Jump to 0:00 in the transcript

“with Spark Rapids, I want to mention it, we didn't have to change a single thing about how we ran the jobs.”

Jump to 10:47 in the transcript

“when some of our biggest markets went to bed, a lot of our online inference GPU capacity was sitting idle.”

Jump to 12:28 in the transcript

“we had to figure out how to gracefully fall back from GPUs to CPUs, right? And then, if the shared GKE resources itself was the constraint, then we had to gracefully fall back from CPUs to data proc clusters.”

Jump to 15:24 in the transcript

Transcript

Introduction to Snap

0:00We were able to cut almost about 76% of our job costs as a result of this migration. 76? 76. It's phenomenal. I mean, for the engineers out there, we were able to cut down the number of cores required by like 62%. Amazing. The memory footprint, we could drop it by like 80%. So phenomenal results. The results speak for themselves.

0:25Welcome to the NVIDIA AI Podcast. I'm Noah Kravitz. I'm here with Prudvi Vatala. Prudvi is the head of engineering platforms at Snap, and we're here to talk about data processing, and in particular, how a social platform with more than 940 million active users accelerated their data pipeline. Prudvi, welcome to the NVIDIA AI Podcast. Thanks so much for taking the time to join us. Yeah, thanks for having me here, Noah. So maybe we can start with the basics.

Snap Overview

0:53Tell us a little bit about, well, about what Snap is now. I'm old, but I still think of it, you know, the Snap glasses and everything, but Snapchat, obviously, a huge social platform. So maybe tell us a little bit about Snap and then your role there. Absolutely. Yeah. I mean, Snapchat at this point is pretty much a household name. Snap as a company, it's interesting that you bring up the spectacles because Snap as a company believes that camera is at the center of, you know, improving how people communicate and improve their lives, you know, in the digital world, so to speak.

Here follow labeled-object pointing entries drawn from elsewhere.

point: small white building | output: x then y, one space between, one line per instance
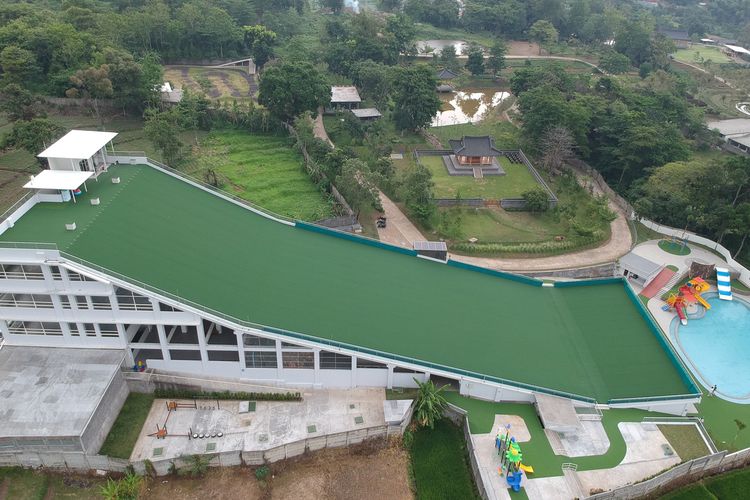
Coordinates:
79 151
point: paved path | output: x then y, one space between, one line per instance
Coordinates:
399 230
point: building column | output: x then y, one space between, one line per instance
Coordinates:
202 344
163 343
240 349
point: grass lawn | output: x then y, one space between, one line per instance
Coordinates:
28 484
685 440
440 463
537 452
124 432
696 54
674 248
517 181
263 169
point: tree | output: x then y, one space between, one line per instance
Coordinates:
614 62
496 61
33 135
543 32
448 57
557 147
475 62
416 187
536 200
260 41
91 83
163 130
18 103
356 185
416 102
17 64
289 89
430 403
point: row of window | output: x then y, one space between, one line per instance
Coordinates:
306 360
55 329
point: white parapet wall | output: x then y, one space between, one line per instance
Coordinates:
744 273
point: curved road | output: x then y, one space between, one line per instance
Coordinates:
400 231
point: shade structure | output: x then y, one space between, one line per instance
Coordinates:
78 145
58 179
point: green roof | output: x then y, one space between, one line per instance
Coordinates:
162 231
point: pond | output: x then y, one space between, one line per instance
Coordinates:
430 46
467 106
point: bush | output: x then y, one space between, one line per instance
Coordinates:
262 472
536 200
230 395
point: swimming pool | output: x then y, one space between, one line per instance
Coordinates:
717 346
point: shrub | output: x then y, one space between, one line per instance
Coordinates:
230 395
262 472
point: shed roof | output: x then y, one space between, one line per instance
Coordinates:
345 94
734 126
366 113
78 145
639 265
738 49
58 179
475 146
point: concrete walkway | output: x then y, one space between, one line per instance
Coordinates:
399 230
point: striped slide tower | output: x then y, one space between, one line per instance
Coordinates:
723 283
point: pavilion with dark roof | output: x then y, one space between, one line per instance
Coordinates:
471 150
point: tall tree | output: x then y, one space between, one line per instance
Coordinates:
496 61
289 89
475 61
259 40
416 103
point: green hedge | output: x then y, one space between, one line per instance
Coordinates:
244 396
538 247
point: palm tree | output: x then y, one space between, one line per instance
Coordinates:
430 403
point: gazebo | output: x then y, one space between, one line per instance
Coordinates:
79 151
65 181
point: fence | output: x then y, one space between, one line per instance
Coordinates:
458 417
680 475
506 203
64 461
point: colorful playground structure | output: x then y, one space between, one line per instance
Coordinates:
689 293
510 459
723 283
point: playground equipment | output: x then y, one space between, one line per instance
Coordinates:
697 286
677 302
723 283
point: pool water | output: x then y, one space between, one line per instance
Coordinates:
718 346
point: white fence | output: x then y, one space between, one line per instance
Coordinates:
686 235
680 475
63 461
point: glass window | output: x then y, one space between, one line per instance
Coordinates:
335 361
260 359
298 360
255 341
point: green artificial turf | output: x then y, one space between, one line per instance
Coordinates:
537 452
151 227
124 432
440 463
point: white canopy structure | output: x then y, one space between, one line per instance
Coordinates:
61 180
79 150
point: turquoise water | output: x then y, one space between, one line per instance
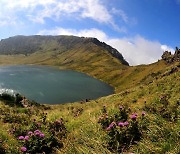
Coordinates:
50 85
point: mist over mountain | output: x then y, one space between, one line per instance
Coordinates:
30 44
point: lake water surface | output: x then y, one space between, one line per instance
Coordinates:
50 85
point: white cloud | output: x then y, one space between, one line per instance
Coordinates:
121 13
85 33
167 48
136 50
39 10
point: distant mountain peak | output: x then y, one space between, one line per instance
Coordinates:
30 44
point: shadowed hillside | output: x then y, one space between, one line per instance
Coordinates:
30 44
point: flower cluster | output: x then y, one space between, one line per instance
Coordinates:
122 128
30 136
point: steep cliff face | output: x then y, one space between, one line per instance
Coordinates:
30 44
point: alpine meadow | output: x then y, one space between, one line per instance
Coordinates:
89 77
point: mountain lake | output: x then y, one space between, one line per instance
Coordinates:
50 85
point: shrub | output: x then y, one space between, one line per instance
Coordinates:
123 129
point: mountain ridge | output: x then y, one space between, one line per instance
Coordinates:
30 44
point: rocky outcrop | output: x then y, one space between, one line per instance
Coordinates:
170 58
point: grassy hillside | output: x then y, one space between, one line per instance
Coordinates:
84 125
86 55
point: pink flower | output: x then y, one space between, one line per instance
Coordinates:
134 116
41 135
143 113
21 137
26 138
111 125
126 123
120 107
108 128
30 133
23 149
37 132
121 124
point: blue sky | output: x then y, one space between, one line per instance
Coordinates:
140 29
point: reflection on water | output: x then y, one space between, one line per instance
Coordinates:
51 85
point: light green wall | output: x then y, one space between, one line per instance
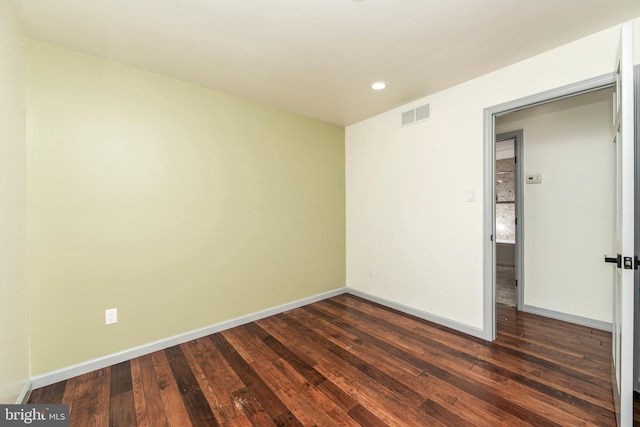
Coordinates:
180 206
14 341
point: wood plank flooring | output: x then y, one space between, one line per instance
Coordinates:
346 361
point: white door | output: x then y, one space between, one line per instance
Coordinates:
623 294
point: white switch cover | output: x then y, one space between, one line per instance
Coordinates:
471 196
534 179
111 316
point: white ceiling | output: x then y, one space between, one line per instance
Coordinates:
319 57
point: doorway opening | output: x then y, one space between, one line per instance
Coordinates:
508 174
490 232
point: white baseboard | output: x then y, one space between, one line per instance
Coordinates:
578 320
460 327
112 359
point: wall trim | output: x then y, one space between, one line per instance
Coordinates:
112 359
460 327
578 320
26 392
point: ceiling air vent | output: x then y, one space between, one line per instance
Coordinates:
416 115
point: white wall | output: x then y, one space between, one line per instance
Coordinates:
568 218
407 214
14 341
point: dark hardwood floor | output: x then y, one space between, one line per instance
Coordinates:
346 361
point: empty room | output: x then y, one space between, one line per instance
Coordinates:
283 213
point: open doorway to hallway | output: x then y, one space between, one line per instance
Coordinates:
506 214
566 218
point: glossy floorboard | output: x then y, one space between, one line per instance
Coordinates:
346 361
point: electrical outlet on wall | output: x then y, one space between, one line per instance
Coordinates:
111 316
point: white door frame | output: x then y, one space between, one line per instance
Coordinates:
489 248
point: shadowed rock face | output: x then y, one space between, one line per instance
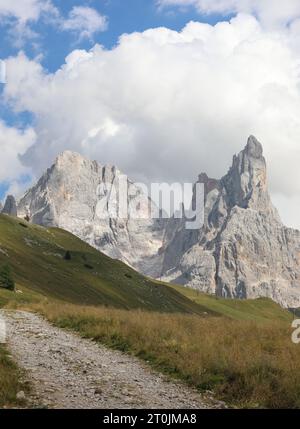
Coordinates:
242 251
10 206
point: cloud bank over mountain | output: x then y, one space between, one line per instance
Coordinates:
165 105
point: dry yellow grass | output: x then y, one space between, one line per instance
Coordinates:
9 380
244 363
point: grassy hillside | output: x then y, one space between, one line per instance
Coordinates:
257 310
245 363
36 255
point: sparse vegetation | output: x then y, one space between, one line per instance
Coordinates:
6 278
241 350
67 256
246 363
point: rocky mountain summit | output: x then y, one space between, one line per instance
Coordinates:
242 251
83 197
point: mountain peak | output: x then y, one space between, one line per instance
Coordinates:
254 147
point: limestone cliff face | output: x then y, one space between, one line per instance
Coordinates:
10 206
242 251
68 196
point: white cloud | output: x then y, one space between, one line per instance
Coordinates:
25 10
270 12
13 143
20 15
85 21
166 105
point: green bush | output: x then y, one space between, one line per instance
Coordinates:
6 278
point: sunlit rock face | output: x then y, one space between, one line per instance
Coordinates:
242 251
68 196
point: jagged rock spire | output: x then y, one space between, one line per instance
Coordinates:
10 206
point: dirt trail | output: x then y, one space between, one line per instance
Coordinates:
67 371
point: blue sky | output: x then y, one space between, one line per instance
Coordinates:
123 17
162 106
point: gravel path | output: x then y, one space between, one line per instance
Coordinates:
67 371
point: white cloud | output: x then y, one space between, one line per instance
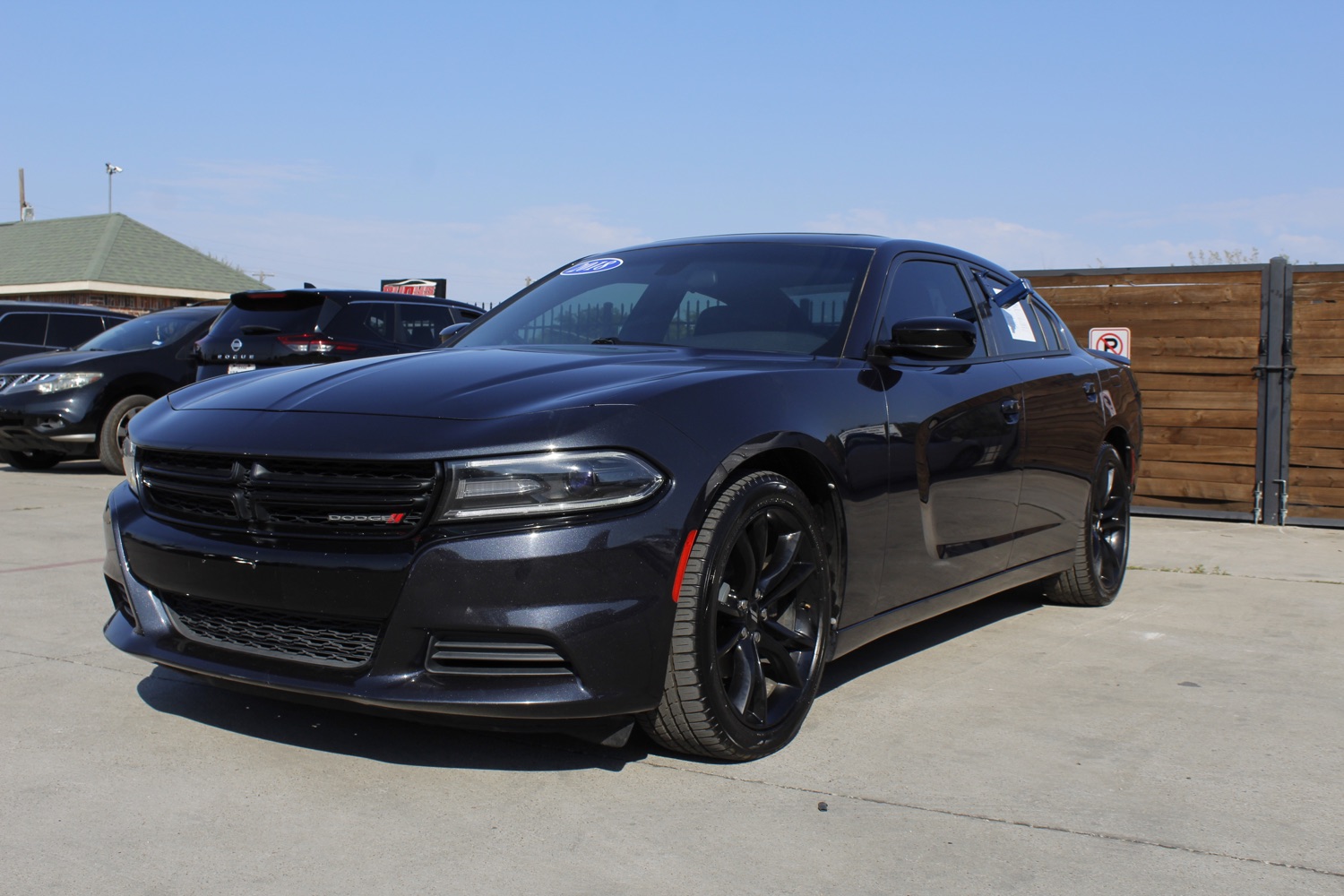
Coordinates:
1010 244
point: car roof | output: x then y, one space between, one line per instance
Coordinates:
892 246
11 306
347 296
190 311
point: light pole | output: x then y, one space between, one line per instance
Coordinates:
112 169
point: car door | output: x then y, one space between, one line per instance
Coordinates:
1062 417
954 443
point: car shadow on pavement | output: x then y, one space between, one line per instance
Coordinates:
390 739
82 466
930 633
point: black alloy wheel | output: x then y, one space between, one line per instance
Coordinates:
749 646
31 460
1102 549
116 429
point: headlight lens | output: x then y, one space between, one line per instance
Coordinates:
50 383
128 463
546 484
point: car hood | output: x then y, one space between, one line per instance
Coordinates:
478 383
56 362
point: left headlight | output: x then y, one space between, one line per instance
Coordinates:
50 383
546 484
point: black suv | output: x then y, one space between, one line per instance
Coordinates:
308 325
42 327
65 405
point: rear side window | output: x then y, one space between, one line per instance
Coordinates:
419 324
23 327
365 320
271 314
65 331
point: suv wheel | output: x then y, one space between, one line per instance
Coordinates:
115 430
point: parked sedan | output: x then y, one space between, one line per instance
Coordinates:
67 405
663 485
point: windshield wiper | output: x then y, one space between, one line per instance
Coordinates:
617 340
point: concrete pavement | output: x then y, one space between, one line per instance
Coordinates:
1185 739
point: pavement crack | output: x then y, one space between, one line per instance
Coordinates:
1058 829
74 661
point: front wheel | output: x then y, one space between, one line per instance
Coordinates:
1102 548
115 430
753 625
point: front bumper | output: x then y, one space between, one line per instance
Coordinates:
61 422
597 595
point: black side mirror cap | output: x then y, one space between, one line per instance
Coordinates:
943 339
452 330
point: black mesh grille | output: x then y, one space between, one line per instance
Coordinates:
344 643
289 495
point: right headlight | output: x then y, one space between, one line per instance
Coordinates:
128 463
546 484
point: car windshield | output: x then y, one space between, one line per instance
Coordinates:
779 297
150 331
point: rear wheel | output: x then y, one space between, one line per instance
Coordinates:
1102 549
115 427
750 641
31 460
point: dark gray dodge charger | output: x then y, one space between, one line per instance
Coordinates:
660 487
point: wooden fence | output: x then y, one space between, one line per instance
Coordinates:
1215 383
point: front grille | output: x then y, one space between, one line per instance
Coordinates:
288 495
343 643
465 654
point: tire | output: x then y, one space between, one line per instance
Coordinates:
32 460
1102 549
753 625
113 430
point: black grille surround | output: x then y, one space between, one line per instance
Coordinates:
341 643
265 495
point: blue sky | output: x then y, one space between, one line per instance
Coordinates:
341 142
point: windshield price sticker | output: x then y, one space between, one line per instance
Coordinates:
1109 339
591 266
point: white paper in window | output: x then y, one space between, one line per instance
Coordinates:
1018 324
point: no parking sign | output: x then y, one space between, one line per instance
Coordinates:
1109 339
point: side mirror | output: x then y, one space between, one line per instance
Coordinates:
945 339
451 331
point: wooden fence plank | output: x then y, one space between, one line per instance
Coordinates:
1193 435
1217 419
1198 490
1202 471
1191 400
1244 454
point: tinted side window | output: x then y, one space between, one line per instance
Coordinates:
922 288
365 320
65 331
419 324
23 327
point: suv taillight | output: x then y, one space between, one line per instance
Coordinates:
314 344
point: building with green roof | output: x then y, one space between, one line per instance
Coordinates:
110 261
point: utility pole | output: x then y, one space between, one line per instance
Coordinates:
24 209
112 169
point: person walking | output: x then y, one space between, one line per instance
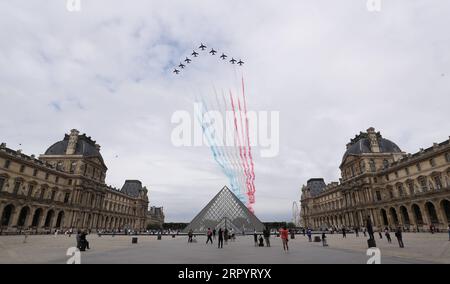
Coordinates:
398 235
324 239
78 239
284 234
209 235
388 235
220 237
190 233
225 235
84 244
266 234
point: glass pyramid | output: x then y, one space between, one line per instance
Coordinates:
225 210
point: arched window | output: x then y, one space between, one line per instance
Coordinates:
60 166
73 166
400 189
372 165
2 183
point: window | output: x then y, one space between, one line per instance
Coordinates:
66 198
30 190
423 184
378 193
433 163
411 187
372 166
438 182
73 166
400 190
16 187
42 193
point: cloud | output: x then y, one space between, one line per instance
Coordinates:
332 69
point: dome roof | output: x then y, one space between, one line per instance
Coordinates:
132 188
85 147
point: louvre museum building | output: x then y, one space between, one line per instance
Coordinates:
65 188
381 182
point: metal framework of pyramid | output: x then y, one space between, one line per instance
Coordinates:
225 210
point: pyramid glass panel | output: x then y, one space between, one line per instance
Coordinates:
225 210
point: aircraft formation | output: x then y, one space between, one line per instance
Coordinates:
213 52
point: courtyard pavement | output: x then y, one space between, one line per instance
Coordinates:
419 248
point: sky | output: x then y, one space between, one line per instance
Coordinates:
330 68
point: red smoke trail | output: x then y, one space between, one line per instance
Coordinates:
234 155
247 172
252 165
238 137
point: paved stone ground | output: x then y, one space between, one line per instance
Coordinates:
420 248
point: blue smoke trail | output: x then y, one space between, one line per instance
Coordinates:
218 155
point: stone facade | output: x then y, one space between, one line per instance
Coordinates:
155 216
65 188
380 181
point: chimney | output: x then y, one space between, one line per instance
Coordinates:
73 139
374 146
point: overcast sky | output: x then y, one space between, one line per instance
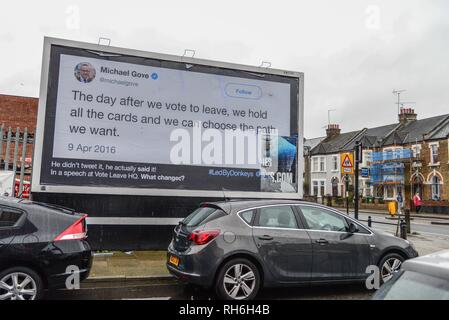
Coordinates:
353 52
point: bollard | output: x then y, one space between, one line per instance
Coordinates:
407 219
403 228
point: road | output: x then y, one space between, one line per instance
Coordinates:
172 290
420 225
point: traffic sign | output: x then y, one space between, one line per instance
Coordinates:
364 172
347 163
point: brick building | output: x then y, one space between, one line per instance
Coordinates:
17 113
425 170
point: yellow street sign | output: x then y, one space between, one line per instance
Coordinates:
347 163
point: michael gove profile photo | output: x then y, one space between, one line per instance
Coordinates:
84 72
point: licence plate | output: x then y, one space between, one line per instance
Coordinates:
174 260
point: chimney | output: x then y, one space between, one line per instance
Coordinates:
332 130
407 115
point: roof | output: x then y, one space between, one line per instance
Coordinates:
335 144
430 128
434 264
372 137
415 130
309 144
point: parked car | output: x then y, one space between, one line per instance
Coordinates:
240 246
423 278
41 245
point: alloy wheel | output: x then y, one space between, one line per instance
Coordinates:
18 286
239 281
389 267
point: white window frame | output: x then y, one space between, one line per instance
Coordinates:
415 148
431 144
319 183
334 161
317 160
322 161
395 192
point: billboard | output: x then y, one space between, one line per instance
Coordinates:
118 121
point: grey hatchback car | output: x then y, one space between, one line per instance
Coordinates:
239 246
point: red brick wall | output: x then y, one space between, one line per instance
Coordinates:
18 112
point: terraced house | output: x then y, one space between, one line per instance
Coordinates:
407 157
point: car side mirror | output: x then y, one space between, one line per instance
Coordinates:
353 228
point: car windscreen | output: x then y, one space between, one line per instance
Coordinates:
202 215
411 285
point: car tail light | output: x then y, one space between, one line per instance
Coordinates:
203 237
77 231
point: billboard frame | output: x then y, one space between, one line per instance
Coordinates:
110 50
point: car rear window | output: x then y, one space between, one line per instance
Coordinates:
202 215
248 216
9 217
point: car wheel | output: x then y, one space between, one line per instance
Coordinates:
20 283
238 279
389 265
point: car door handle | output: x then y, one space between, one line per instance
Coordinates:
322 241
265 237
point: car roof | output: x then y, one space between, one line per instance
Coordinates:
233 206
434 264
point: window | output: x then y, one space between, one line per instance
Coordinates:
203 215
277 217
9 217
321 219
433 153
319 188
322 164
318 164
315 164
366 157
322 188
389 192
416 151
334 163
247 216
436 188
315 188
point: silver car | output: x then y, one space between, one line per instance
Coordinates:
423 278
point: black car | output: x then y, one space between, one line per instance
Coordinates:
41 245
239 246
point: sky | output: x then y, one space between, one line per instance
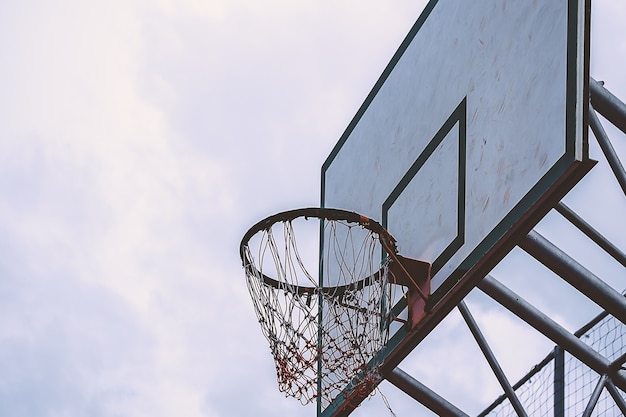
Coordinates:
138 142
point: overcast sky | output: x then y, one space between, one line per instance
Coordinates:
138 142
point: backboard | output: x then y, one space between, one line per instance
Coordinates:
477 125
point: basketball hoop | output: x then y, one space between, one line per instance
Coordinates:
325 333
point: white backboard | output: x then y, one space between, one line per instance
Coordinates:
480 115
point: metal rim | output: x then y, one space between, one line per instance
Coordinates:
385 238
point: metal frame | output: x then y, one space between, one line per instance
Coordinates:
611 375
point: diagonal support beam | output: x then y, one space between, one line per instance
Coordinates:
609 106
423 394
550 329
591 233
491 359
607 148
575 274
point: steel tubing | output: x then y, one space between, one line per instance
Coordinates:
550 329
423 394
575 274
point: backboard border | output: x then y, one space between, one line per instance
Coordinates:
569 169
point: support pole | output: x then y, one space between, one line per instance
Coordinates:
617 397
559 382
595 396
491 359
423 394
607 149
591 233
550 328
575 274
609 106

1:27So we've been steadfast on that belief, and, you know, Snap right now is at the intersection of augmented reality, AI, and visual communication. Like you said, serving close to a billion monthly active users. I've been at Snap for a while now, and I lead a multifaceted organization. We do a little bit of it has to do with big data infrastructure, a little bit of it with developer productivity, and a little bit of it with enterprise AI and whatnot.

2:04So, yeah.

Accelerating Data Processing

2:05And so when we talk about accelerating data processing, what does that mean to you? What does that mean for Snap? And thinking about the scale that you operate on, just talk a little bit about what it means to accelerate data at that level. Absolutely. That's a great question. Like, as you can imagine, with as many users as we have, and Snap, Snapchat in particular, is a very complex application. So you can imagine the scale at which we operate, especially on the data processing side.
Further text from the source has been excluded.